Look at electricity in factories and how long it took to have an impact, as well as the massive, massive lag between Visicalc and economy wide productivity increases.
I personally do believe that the foundation model companies are a terrible business, but that the technology itself is definitely useful (even if it's vastly unlikely to go full Singularity).
We have a word for this, it's "consultant".
Consultant you pay to come to your company. Forward Deployed Engineers are payed by the other company to push you spending money at their company.
For OpenAI having more companies using OpenAI and buying tokens etc. helps them and they do have a typical issue: they can move as fast as they want, if no one else is moving with them...
The trouble with dev agencies, "services companies", integration specialists and "forward deployed engineers" is that they scale lineraly with the number of people.
You can't 100x your revenue without at least 80x-ing your headcount.Oh, you might go for that once due to AI - but so can everyone else. After that, it's boring linear growth.
When I say "boring", I don't mean as "capitalism requires exponential growth" critique.
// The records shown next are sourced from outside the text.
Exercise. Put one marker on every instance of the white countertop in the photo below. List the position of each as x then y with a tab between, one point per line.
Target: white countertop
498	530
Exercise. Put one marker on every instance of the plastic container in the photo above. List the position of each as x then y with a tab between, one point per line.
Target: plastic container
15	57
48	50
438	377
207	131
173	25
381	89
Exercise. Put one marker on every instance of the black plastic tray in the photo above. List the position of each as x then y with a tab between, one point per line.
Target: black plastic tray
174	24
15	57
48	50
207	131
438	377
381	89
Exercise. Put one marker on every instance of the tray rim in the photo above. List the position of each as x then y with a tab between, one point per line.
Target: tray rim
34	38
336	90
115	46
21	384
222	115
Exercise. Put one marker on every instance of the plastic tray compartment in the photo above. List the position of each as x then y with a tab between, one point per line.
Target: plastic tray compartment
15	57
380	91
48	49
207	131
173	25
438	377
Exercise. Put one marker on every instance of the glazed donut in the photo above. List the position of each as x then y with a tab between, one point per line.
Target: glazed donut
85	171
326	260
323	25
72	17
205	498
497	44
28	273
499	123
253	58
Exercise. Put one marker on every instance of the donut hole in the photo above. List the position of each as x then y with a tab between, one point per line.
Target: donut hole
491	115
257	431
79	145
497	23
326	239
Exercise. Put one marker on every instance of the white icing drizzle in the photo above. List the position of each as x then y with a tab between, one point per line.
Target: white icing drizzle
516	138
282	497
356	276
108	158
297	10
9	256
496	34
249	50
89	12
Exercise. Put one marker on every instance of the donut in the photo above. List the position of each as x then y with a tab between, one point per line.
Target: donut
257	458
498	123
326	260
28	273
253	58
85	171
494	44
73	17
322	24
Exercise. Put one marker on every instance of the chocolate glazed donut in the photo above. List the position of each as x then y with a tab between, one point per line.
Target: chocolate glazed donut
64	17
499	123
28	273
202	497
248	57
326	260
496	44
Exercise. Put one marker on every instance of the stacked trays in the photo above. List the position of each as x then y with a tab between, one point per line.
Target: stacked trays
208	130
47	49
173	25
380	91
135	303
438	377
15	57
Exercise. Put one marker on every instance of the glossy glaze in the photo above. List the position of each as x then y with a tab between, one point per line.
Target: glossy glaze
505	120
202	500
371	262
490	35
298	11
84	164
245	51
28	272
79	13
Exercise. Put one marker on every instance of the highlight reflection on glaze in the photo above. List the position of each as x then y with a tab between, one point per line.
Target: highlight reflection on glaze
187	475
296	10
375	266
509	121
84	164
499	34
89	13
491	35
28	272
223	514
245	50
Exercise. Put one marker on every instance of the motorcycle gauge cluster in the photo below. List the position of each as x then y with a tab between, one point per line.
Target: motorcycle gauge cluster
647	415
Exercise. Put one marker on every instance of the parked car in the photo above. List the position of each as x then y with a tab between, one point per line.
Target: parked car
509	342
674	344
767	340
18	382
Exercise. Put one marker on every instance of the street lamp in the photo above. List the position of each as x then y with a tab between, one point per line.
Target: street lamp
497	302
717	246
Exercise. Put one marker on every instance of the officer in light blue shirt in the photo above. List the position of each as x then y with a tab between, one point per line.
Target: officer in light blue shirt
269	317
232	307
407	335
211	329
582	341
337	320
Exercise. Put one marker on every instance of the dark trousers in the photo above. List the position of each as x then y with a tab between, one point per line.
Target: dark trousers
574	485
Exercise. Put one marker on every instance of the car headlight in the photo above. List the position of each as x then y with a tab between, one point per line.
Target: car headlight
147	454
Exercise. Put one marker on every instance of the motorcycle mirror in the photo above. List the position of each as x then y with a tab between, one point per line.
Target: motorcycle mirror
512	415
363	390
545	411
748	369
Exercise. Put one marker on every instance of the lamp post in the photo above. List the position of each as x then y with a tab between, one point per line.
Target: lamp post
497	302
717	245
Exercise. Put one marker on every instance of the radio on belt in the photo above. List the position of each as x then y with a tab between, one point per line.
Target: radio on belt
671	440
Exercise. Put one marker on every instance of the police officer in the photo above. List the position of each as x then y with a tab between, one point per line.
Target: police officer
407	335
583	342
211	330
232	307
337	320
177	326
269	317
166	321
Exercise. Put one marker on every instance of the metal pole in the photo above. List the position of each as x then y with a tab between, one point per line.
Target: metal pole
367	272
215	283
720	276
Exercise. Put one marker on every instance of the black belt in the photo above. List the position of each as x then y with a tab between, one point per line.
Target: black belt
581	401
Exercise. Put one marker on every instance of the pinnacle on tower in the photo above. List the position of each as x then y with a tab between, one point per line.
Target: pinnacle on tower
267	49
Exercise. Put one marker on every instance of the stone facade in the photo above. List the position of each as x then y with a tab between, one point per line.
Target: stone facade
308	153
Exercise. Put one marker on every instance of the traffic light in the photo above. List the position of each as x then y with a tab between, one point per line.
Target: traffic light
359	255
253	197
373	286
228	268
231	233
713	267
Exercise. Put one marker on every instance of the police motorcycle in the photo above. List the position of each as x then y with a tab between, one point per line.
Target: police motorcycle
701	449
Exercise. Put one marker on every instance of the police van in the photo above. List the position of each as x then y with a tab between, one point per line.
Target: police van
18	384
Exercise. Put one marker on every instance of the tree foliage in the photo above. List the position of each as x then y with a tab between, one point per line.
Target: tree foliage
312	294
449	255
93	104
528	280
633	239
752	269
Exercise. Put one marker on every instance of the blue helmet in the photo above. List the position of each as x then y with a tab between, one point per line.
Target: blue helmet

I mean OpenAI valuation is not priced for that. They're priced for singularity. If the bulk of their revenue turns out to be bodyshop, that's...quite a different math.
The way to charge big with this kind of work is to do what big consultancies (MBB, IBM, etc) do: brand equity and (supposed) expertise in solving domain problems. OpenAI has ... interesting tech.
It's going to be interesting seeing if they can pull this off. If I were a betting man, my money would be on "no".
or smth
> Investors also include leading consulting and systems integration firms, including Bain & Company, Capgemini, and McKinsey & Company.
All of these companies are invested in Palantir too right? Why does this “deployment company” sound like more Palantir?